Me quedé pensando en esa frase y me di cuenta de que no conozco a nadie que prefiera a Dante sobre Chandler en todas las circunstancias. Es más, no sé si conozco a alguien que prefiera más veces a Dante. Dicho de otro modo, la frase de Llinás no da para el escándalo y sí, en cambio, para pensar que no se animó a reemplazarla por una más contundente. En otra parte del libro dice: “A esta altura de mi vida debo confesar mi desagrado por los intelectuales, entre los cuales me incluyo”. La frase es análoga a la anterior: está teñida de un populismo que no se asume plenamente, que deja una puerta abierta.

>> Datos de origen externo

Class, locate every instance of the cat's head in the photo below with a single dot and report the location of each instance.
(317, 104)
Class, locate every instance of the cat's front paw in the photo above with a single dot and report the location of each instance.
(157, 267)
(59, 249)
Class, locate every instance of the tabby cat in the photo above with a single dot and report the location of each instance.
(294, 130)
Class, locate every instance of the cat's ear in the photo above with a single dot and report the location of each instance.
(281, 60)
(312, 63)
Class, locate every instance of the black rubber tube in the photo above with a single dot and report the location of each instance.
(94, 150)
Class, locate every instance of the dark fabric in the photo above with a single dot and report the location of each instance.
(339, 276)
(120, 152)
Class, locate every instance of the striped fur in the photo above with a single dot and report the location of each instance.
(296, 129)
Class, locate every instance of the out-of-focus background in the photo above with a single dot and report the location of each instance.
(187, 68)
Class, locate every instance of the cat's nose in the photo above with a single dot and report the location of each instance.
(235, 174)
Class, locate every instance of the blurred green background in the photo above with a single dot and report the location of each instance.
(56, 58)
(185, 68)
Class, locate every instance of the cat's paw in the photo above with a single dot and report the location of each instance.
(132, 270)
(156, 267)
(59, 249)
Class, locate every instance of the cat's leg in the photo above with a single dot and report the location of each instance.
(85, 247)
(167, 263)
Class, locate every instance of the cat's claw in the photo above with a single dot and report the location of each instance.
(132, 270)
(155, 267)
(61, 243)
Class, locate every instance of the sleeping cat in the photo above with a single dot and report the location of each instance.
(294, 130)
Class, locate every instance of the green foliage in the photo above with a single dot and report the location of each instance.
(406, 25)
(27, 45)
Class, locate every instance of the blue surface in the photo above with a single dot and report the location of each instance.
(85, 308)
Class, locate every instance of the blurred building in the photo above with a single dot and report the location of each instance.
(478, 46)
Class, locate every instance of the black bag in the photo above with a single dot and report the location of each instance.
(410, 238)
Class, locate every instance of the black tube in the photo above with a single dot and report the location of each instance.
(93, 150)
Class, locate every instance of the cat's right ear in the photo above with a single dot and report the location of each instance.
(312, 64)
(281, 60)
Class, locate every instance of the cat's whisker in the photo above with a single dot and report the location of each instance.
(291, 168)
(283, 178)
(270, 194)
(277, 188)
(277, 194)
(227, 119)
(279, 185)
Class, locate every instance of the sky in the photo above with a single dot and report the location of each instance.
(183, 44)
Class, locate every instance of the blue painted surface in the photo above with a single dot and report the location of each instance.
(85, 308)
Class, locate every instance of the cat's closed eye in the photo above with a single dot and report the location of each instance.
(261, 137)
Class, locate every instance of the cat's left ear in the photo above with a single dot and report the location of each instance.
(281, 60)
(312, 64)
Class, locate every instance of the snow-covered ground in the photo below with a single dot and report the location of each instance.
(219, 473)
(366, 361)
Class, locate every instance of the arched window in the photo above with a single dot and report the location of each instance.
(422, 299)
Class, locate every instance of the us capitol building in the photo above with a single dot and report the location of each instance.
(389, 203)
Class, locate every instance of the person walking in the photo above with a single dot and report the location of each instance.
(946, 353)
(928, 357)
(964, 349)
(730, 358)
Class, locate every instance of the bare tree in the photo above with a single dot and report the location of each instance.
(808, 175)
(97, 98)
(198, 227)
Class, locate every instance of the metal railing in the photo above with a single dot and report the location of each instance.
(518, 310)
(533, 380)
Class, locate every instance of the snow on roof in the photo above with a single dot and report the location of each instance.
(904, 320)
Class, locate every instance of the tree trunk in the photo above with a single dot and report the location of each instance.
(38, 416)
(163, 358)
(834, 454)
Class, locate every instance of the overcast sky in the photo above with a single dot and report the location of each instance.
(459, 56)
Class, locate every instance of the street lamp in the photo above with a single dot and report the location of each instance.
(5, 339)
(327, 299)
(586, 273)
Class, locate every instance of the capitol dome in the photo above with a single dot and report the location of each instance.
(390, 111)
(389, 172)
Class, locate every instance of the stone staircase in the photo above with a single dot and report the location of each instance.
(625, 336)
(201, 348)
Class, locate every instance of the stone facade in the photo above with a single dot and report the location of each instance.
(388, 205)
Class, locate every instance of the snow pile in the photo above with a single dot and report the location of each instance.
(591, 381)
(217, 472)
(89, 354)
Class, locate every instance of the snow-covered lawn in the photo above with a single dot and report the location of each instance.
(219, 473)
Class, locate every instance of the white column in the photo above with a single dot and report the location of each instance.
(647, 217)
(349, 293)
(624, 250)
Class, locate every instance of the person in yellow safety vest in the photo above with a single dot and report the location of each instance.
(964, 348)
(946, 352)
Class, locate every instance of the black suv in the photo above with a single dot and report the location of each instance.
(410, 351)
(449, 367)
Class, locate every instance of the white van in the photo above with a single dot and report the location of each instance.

De todos modos, no quería hablar de los Llinás, sino de algo que se me ocurrió esta semana leyendo un cuento de Steven Millhauser, que se llama La desesperación de Elaine Colman y forma parte del libro Risas milagrosas. Leí irregularmente a Millhauser, un escritor de culto del que llegué a pensar que era un genio después de leer sus relatos en torno a algunos peculiares artesanos del siglo XIX, como los creadores de autómatas. Pero este cuento es del siglo XX y transcurre en una pequeña ciudad de Nueva Inglaterra. Allí un día desaparece una mujer joven que fue compañera de colegio del narrador. Su departamento está vacío, dentro están las llaves y la comida a medio hacer, pero la policía no puede encontrar un motivo para que alguien la secuestre ni tampoco imaginar el modo en el que Elaine abandonó su casa. Así podría empezar un típico policial de cuarto cerrado, un subgénero que llega a la actualidad desde la Calle Morgue y tiene incluso especialistas, como John Dickson Carr, apodado “El maestro del enigma del cuarto cerrado”.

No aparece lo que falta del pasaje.